Conservo delle belle immagini scattate dalla macchina della mia memoria che risalgono al post disastro Chernobyl. A Mascalucia, comune alle pendici dell’Etna, anni fa ospitammo un gruppo di bambini e ragazzi ucraini, così come si fece in altre città italiane, con l’intento di risanarli dalle radiazioni. In quel periodo abbiamo avuto l’opportunità di conoscere, fra gli altri, dei soprani e baritoni bielorussi di alto livello.

Ricordo un Capodanno trascorso con questi bambini dai bellissimi occhi azzurri che subito dopo la mezzanotte, si adoperarono ad addobbare l’albero di Natale, così come d’uso nel loro paese d’origine per poi andare fuori in maniche di camicia, perché per loro il nostro clima invernale è assai meno rigido del nostro.

Oggi, vedendo le atrocità che giorno dopo giorno si consumano in quei paesi, penso con rammarico che sicuramente molti dei bimbi che avevo conosciuto allora, sono impegnati in guerra o magari già morti a causa di questa “pazzia chiamata guerra”, usando le parole di Papa Francesco.

Nonostante la mia affezione verso questo popolo, non posso e non devo essere di parte; il mio cuore è anche dalla parte del popolo russo. Questa guerra, così come tutti i conflitti esistenti in varie parti del mondo, è disumana. E, nel caso specifico, a questo conflitto tra russi e ucraini, si aggiunge un ulteriore elemento di drammaticità che potrebbe avere effetti devastanti per tutta l’umanità.

Mi riferisco alle ferite lasciate da una pandemia ancora in atto, che ha interessato e continua ad interessare tutto il mondo. La storia ci insegna che dopo periodi di crisi di qualsiasi natura, l’essere umano ha avuto la forza di risollevarsi. Oggi noi abbiamo “saltato questo passaggio” e abbiamo perso questa possibilità a causa degli sporchi interessi economici volti a finanziare una guerra, anziché continuare a lavorare per combattere un virus dalle dimensioni globali.
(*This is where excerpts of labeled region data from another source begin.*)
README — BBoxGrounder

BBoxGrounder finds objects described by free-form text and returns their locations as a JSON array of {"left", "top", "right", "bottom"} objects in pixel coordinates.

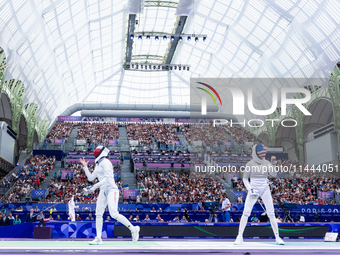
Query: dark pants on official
[{"left": 222, "top": 211, "right": 230, "bottom": 222}]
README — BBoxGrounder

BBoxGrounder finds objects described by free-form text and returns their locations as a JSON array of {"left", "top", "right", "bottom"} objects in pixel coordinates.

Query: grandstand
[{"left": 0, "top": 0, "right": 340, "bottom": 254}]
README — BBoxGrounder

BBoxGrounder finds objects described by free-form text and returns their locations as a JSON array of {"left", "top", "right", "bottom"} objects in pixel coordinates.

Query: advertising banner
[
  {"left": 61, "top": 170, "right": 73, "bottom": 180},
  {"left": 124, "top": 189, "right": 139, "bottom": 199},
  {"left": 32, "top": 189, "right": 47, "bottom": 198},
  {"left": 109, "top": 140, "right": 118, "bottom": 145}
]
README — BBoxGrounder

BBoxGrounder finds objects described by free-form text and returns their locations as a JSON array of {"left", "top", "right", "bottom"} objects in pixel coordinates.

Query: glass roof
[{"left": 0, "top": 0, "right": 340, "bottom": 121}]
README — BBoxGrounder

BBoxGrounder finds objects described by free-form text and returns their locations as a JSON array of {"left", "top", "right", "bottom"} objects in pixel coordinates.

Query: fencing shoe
[
  {"left": 276, "top": 237, "right": 285, "bottom": 245},
  {"left": 131, "top": 226, "right": 140, "bottom": 242},
  {"left": 89, "top": 237, "right": 103, "bottom": 245},
  {"left": 234, "top": 235, "right": 243, "bottom": 245}
]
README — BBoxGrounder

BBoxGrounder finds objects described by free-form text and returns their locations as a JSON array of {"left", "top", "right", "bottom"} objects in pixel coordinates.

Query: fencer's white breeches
[
  {"left": 68, "top": 210, "right": 76, "bottom": 221},
  {"left": 96, "top": 189, "right": 119, "bottom": 219},
  {"left": 243, "top": 183, "right": 275, "bottom": 218},
  {"left": 96, "top": 189, "right": 133, "bottom": 238}
]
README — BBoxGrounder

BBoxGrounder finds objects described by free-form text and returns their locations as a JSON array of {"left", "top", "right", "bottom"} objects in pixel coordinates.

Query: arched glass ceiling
[{"left": 0, "top": 0, "right": 340, "bottom": 123}]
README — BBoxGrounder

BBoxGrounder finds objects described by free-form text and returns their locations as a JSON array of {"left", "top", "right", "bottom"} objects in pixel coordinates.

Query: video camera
[{"left": 202, "top": 197, "right": 221, "bottom": 222}]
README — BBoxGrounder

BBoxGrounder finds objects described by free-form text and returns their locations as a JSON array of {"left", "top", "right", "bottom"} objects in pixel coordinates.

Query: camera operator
[
  {"left": 222, "top": 193, "right": 231, "bottom": 222},
  {"left": 184, "top": 207, "right": 189, "bottom": 222}
]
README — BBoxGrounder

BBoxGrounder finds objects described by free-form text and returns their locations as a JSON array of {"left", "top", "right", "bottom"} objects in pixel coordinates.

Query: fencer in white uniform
[
  {"left": 234, "top": 143, "right": 284, "bottom": 245},
  {"left": 80, "top": 146, "right": 139, "bottom": 244},
  {"left": 68, "top": 196, "right": 79, "bottom": 221}
]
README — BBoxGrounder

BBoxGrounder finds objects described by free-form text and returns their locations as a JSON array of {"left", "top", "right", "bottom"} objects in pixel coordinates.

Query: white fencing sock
[
  {"left": 238, "top": 215, "right": 248, "bottom": 236},
  {"left": 116, "top": 214, "right": 133, "bottom": 231},
  {"left": 269, "top": 217, "right": 280, "bottom": 238},
  {"left": 96, "top": 216, "right": 103, "bottom": 238}
]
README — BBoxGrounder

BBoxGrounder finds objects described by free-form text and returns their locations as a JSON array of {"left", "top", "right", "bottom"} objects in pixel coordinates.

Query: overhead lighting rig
[
  {"left": 129, "top": 32, "right": 207, "bottom": 42},
  {"left": 124, "top": 62, "right": 191, "bottom": 72}
]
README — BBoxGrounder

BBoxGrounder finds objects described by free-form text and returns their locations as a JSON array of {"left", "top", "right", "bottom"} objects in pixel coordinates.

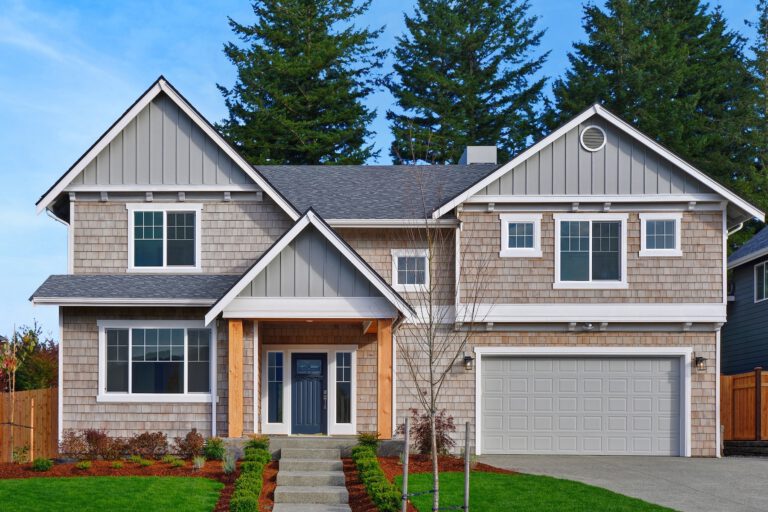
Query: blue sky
[{"left": 0, "top": 0, "right": 756, "bottom": 339}]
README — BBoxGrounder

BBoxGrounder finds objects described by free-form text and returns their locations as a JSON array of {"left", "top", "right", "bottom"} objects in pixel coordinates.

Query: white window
[
  {"left": 126, "top": 203, "right": 202, "bottom": 272},
  {"left": 755, "top": 261, "right": 768, "bottom": 302},
  {"left": 640, "top": 212, "right": 683, "bottom": 256},
  {"left": 499, "top": 213, "right": 541, "bottom": 258},
  {"left": 392, "top": 249, "right": 429, "bottom": 292},
  {"left": 98, "top": 320, "right": 216, "bottom": 402},
  {"left": 553, "top": 213, "right": 627, "bottom": 289}
]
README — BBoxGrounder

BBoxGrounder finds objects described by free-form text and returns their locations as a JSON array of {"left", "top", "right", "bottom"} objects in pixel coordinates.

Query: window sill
[{"left": 96, "top": 393, "right": 212, "bottom": 404}]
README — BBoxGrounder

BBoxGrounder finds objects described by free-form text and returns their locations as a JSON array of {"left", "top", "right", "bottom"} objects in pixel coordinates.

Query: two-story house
[{"left": 31, "top": 78, "right": 763, "bottom": 456}]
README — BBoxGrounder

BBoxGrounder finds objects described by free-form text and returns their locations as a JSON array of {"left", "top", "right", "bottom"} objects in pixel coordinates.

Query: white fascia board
[{"left": 457, "top": 302, "right": 726, "bottom": 323}]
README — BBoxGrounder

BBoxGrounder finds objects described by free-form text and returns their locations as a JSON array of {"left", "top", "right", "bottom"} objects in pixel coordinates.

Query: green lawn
[
  {"left": 0, "top": 476, "right": 224, "bottom": 512},
  {"left": 396, "top": 472, "right": 671, "bottom": 512}
]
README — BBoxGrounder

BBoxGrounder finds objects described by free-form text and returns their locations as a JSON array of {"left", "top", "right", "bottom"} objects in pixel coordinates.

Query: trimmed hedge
[
  {"left": 352, "top": 445, "right": 402, "bottom": 512},
  {"left": 229, "top": 446, "right": 272, "bottom": 512}
]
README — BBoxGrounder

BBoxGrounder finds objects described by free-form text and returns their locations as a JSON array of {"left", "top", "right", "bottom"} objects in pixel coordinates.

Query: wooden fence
[
  {"left": 720, "top": 368, "right": 768, "bottom": 441},
  {"left": 0, "top": 388, "right": 59, "bottom": 462}
]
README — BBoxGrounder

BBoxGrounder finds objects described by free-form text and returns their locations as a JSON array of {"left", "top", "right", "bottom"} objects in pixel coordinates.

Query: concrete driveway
[{"left": 479, "top": 455, "right": 768, "bottom": 512}]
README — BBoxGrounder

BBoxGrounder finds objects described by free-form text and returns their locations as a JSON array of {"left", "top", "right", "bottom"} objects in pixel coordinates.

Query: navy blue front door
[{"left": 291, "top": 354, "right": 328, "bottom": 434}]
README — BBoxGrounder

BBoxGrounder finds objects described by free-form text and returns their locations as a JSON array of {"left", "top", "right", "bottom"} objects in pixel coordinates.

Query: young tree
[
  {"left": 387, "top": 0, "right": 547, "bottom": 164},
  {"left": 218, "top": 0, "right": 386, "bottom": 164},
  {"left": 551, "top": 0, "right": 768, "bottom": 213}
]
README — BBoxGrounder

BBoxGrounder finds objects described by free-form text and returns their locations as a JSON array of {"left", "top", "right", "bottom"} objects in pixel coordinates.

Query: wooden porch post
[
  {"left": 227, "top": 320, "right": 244, "bottom": 437},
  {"left": 376, "top": 319, "right": 392, "bottom": 439}
]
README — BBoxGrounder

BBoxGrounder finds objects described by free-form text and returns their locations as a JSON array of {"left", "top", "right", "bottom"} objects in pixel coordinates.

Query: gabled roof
[
  {"left": 36, "top": 76, "right": 299, "bottom": 220},
  {"left": 205, "top": 209, "right": 415, "bottom": 325},
  {"left": 728, "top": 227, "right": 768, "bottom": 269},
  {"left": 256, "top": 164, "right": 498, "bottom": 223},
  {"left": 432, "top": 104, "right": 765, "bottom": 224}
]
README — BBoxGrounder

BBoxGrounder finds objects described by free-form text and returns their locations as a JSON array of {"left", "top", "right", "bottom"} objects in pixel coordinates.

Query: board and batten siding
[
  {"left": 68, "top": 93, "right": 256, "bottom": 190},
  {"left": 721, "top": 256, "right": 768, "bottom": 375},
  {"left": 240, "top": 226, "right": 381, "bottom": 297},
  {"left": 476, "top": 117, "right": 712, "bottom": 196}
]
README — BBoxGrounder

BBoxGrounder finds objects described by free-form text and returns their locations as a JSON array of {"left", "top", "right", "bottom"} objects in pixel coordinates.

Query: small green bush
[
  {"left": 203, "top": 437, "right": 225, "bottom": 460},
  {"left": 32, "top": 457, "right": 53, "bottom": 471}
]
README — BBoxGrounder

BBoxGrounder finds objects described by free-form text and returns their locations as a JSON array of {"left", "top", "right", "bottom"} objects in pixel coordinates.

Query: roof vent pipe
[{"left": 459, "top": 146, "right": 497, "bottom": 165}]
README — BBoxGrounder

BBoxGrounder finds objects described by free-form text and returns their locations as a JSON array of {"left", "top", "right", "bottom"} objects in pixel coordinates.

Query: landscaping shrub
[
  {"left": 397, "top": 409, "right": 456, "bottom": 455},
  {"left": 32, "top": 457, "right": 53, "bottom": 471},
  {"left": 203, "top": 437, "right": 225, "bottom": 460},
  {"left": 128, "top": 432, "right": 168, "bottom": 459},
  {"left": 352, "top": 445, "right": 401, "bottom": 512}
]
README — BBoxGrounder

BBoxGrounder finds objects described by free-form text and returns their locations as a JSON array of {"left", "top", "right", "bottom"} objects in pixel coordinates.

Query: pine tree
[
  {"left": 387, "top": 0, "right": 547, "bottom": 163},
  {"left": 551, "top": 0, "right": 765, "bottom": 205},
  {"left": 218, "top": 0, "right": 386, "bottom": 164}
]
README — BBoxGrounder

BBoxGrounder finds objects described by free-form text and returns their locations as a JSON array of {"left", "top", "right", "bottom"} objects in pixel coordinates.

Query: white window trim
[
  {"left": 125, "top": 203, "right": 203, "bottom": 274},
  {"left": 257, "top": 345, "right": 357, "bottom": 435},
  {"left": 499, "top": 213, "right": 541, "bottom": 258},
  {"left": 639, "top": 212, "right": 683, "bottom": 258},
  {"left": 552, "top": 213, "right": 629, "bottom": 290},
  {"left": 96, "top": 320, "right": 216, "bottom": 404},
  {"left": 754, "top": 261, "right": 768, "bottom": 304},
  {"left": 392, "top": 249, "right": 430, "bottom": 292}
]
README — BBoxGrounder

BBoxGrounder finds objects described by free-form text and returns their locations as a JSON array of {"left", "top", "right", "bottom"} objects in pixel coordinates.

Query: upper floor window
[
  {"left": 755, "top": 261, "right": 768, "bottom": 302},
  {"left": 640, "top": 212, "right": 683, "bottom": 256},
  {"left": 499, "top": 214, "right": 541, "bottom": 258},
  {"left": 127, "top": 204, "right": 202, "bottom": 271},
  {"left": 553, "top": 213, "right": 627, "bottom": 289},
  {"left": 392, "top": 249, "right": 429, "bottom": 292}
]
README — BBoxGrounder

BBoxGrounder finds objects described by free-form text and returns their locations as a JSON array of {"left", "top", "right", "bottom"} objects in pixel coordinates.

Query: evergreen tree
[
  {"left": 219, "top": 0, "right": 386, "bottom": 164},
  {"left": 550, "top": 0, "right": 765, "bottom": 211},
  {"left": 387, "top": 0, "right": 547, "bottom": 163}
]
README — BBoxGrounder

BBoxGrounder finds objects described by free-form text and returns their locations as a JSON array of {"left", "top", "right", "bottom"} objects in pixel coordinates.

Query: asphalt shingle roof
[
  {"left": 30, "top": 274, "right": 240, "bottom": 303},
  {"left": 728, "top": 227, "right": 768, "bottom": 263},
  {"left": 256, "top": 164, "right": 498, "bottom": 219}
]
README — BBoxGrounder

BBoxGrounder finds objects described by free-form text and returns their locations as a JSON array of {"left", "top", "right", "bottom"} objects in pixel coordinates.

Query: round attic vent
[{"left": 581, "top": 125, "right": 605, "bottom": 151}]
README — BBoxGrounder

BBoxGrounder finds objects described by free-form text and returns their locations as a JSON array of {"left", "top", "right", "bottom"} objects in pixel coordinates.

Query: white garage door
[{"left": 481, "top": 356, "right": 680, "bottom": 455}]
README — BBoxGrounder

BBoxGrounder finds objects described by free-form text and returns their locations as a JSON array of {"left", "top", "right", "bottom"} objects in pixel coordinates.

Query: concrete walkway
[{"left": 479, "top": 455, "right": 768, "bottom": 512}]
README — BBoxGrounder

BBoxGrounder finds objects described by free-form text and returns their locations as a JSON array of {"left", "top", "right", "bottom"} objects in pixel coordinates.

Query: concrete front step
[
  {"left": 277, "top": 468, "right": 345, "bottom": 486},
  {"left": 280, "top": 448, "right": 341, "bottom": 460},
  {"left": 278, "top": 459, "right": 344, "bottom": 474},
  {"left": 272, "top": 503, "right": 352, "bottom": 512},
  {"left": 275, "top": 485, "right": 349, "bottom": 505}
]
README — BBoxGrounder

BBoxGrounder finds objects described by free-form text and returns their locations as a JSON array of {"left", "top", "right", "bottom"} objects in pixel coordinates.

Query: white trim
[
  {"left": 499, "top": 213, "right": 542, "bottom": 258},
  {"left": 37, "top": 77, "right": 299, "bottom": 220},
  {"left": 475, "top": 346, "right": 693, "bottom": 457},
  {"left": 638, "top": 212, "right": 684, "bottom": 258},
  {"left": 125, "top": 203, "right": 203, "bottom": 274},
  {"left": 579, "top": 124, "right": 608, "bottom": 153},
  {"left": 552, "top": 212, "right": 629, "bottom": 290},
  {"left": 260, "top": 344, "right": 358, "bottom": 436},
  {"left": 391, "top": 249, "right": 431, "bottom": 292},
  {"left": 432, "top": 104, "right": 765, "bottom": 221},
  {"left": 222, "top": 297, "right": 397, "bottom": 319},
  {"left": 456, "top": 302, "right": 726, "bottom": 323},
  {"left": 96, "top": 320, "right": 217, "bottom": 404},
  {"left": 205, "top": 210, "right": 413, "bottom": 325}
]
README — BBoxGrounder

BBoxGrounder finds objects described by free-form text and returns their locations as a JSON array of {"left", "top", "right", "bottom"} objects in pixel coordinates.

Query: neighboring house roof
[
  {"left": 728, "top": 227, "right": 768, "bottom": 269},
  {"left": 205, "top": 209, "right": 415, "bottom": 325},
  {"left": 36, "top": 76, "right": 299, "bottom": 220},
  {"left": 432, "top": 105, "right": 765, "bottom": 225},
  {"left": 30, "top": 274, "right": 240, "bottom": 306},
  {"left": 256, "top": 164, "right": 498, "bottom": 221}
]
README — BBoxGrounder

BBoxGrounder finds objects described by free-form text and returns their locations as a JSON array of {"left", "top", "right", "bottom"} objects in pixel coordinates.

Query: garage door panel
[{"left": 481, "top": 356, "right": 680, "bottom": 455}]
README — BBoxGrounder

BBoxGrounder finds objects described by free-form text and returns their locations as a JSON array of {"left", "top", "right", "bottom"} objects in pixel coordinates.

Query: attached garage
[{"left": 476, "top": 348, "right": 690, "bottom": 455}]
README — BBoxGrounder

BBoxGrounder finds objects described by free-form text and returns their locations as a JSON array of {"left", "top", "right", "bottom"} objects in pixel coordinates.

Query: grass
[
  {"left": 396, "top": 471, "right": 671, "bottom": 512},
  {"left": 0, "top": 476, "right": 224, "bottom": 512}
]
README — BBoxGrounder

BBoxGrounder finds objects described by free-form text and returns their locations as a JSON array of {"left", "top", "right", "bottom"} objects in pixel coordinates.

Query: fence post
[{"left": 401, "top": 417, "right": 411, "bottom": 512}]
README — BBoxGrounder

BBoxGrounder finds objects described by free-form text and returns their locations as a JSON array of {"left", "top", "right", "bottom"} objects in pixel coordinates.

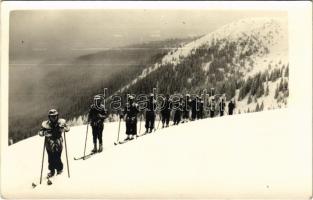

Mi sovviene il ricordo della guerra fredda fra l’America e l’ex Unione Sovietica e il successivo Premio Nobel conferito a Michail Gorbaciov per essere riuscito a riportare la pace tra le due super potenze dell’epoca (Stati Uniti e Unione sovietica).

Ecco, mi piacerebbe che Putin e Zelensky, facessero memoria di questo importante momento storico e provassero concretamente ad arrivare un accordo di pace e di benessere fra i due popoli. Sono di certo uno dei tanti ingenui sognatori, ma vorrei cessasse questo odio dettato da un esercizio di potere sciocco, da una contesa fondata su principi territoriali che in questo momento di crisi non giovano né alla Russia né all’Ucraina.

Concludo questa mia riflessione ponendo un ulteriore interrogativo: abbiamo davvero coscienza del concetto di pace se nei giorni di pasqua persino il Pontefice è stato oggetto di polemica per aver deciso di far portare, durante la via Crucis, la Santa Croce sia ad un’infermiera ucraina che ad una russa?